Save Thousands off your Loan, and learn about the different types of home loans available.
Put your spare change into your house! Small dollars can add up in a big way! Firstly make sure that you can get a loan that you can easily, and penalty free, add money into at any time. This is important because the more your pour in at the start, the quicker you drop the principle and the more you save later on! Remember interest is paid cumulatively. For example, paying an extra $20 a week for the first five years can save you $4000-5000 off interest off your loan, at an interest rate of around 7.5%pa.
Use an Interest Free Credit Card in addition to a Line of Credit Loan: This tip is currently saving me up to $25 a month and growing. A warning though, you need to be disciplined to do it! I pay all my bills on a credit card and take advantage of the interest free period. After the 40 days is over, I then pay off the card using my home loan. Hence all my income for the month went into the home loan and reduced the principle for that month more than I would have otherwise done. When I pay off the card, the principle goes up, but I paid less interest over the whole month. As I save my $25 increments, it comes off the principle and thus increases over time. It well worth talking to a financial planner about this idea.
Get a loan with an internet banking facility: This allows you to keep a close eye on your finances at any time. It save you money by telling you when you have already spent to much for the month and need to cut back!
Shop around for the best deal: Just because you have always banked at bank X, doesn't mean you should get a home loan with them. The Big Banks have greedy shareholders rubbing their hands together at the profits! Quite often, smaller building society or credit unions can offer much better interest rates at no fees, because they have no share holders. All income earned goes to the running of the society. These member owned institutions are just as secure as they are forced to follow the same financial rules as the big guys. Don't be afraid to refinance, its not painful and can save you thousands!
So you Want to Buy Property? What type of Mortgage is Right For You?
Standard Variable Loans: This is by far the most popular type of home loan. It has the benefits of if the interest rates fall, your repayments come down. You can take the option to fix of split your loan and make additional repayments without incurring a penalty, giving it more flexibility than other loans. But like everything, what goes down must go up and if the interest rate rises, you will have to pay the extra costs.
Basic Variable Loans: Basic variable loans are like the "economy model" loan, with lower interest rates, but also fewer features. Many of these loans cannot be split or used with other loans and are not portable if you move house. Like your standard variable, the interest rates and repayment amount can vary over the term of the loan.
Introductory Loans: Don't be fooled by the low interest rates in big letters! While these intro loans offer a low interest for two years, the banks usually get their money back later on with an interest rate higher than the standard. Rates can be fixed, variable or capped. These loans are great if you're disciplined in really knocking off your principle in the first two years.

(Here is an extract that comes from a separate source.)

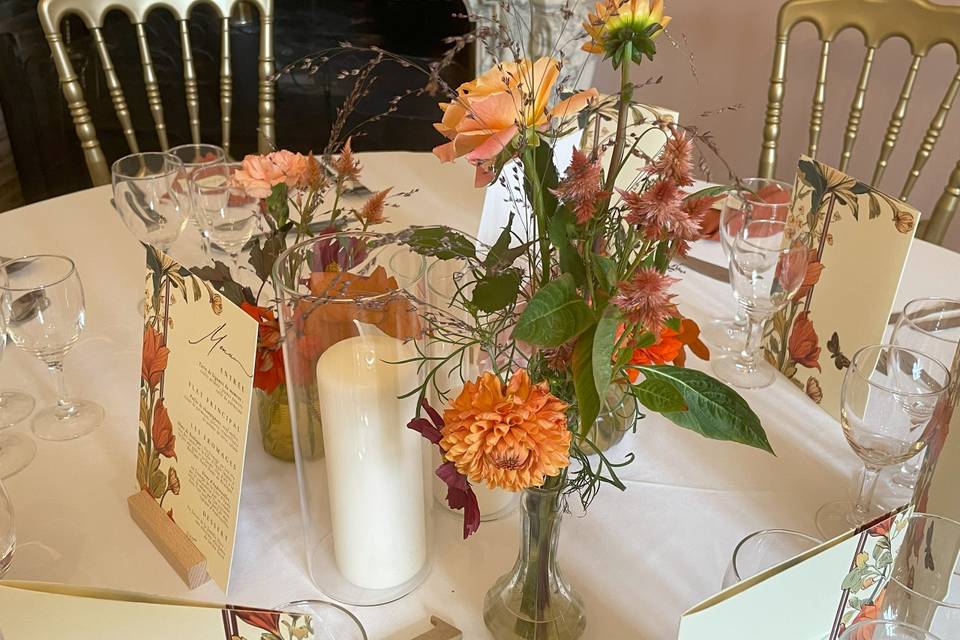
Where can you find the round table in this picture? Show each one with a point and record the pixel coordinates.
(639, 558)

Fixed Loans: If you loved detailed budget plans and certainty in life, these are the loans for your. The interest rate is fixed for the term of the loan - usually between one and 10 years. This means that the monthly repayments will remain the same for the duration of the fixed period. Once the fixed period has expired you will either revert back to the standard variable or new fixed term interest rate. These loans often lack the flexibility of making additional repayments and reducing the term of the loan.
100% Offset and All-in-one Loans: These loans are excellent for the disciplined. Every penny you place in your savings account comes off the interest on your loan. It has the advantage of achieving a higher interest rate for your savings account, than you otherwise would get. These typically offer a cheque and cash card facility; however you may have to pay an additional fee or high interest rates for the privilege.
Line of Credit: A line of credit operates similarly to the offset loan; however you can dip into the equity in your home to pay the bills. It operates by having a transaction account built into the home loan. It allows you to use the money when you need it and pay it back when you can. It also allows you to take advantage of the no interest period on a separate credit card. When your credit card bill is due, you simply pay off the card using the line of credit. That way all the purchases you made in the month you get interest free. This can have a big cumulative impact on your loan. You must be very careful, however, not to overspend on your credit card however, otherwise you may not be able to pay off your home!
Home Equity Loans: These loans allow you to use the equity in your existing property for another purpose, such as renovation or investing in shares. The interest on these loans are sometimes tax deductible and at a lower interest rate than on than an equivalent personal loan. It does have the disadvantage of reducing the equity in your home.
Non-Conforming Loans: If you have had finance refused in the past, this is the loan for you. These loans, often called "Low Doc", are for the self employed, contract and seasonal workers and senior citizens. They provide the opportunity for a loan for those who other wise would not have the opportunity. They have the disadvantage of often having a higher interest rate, fees and being less flexible than traditional loans.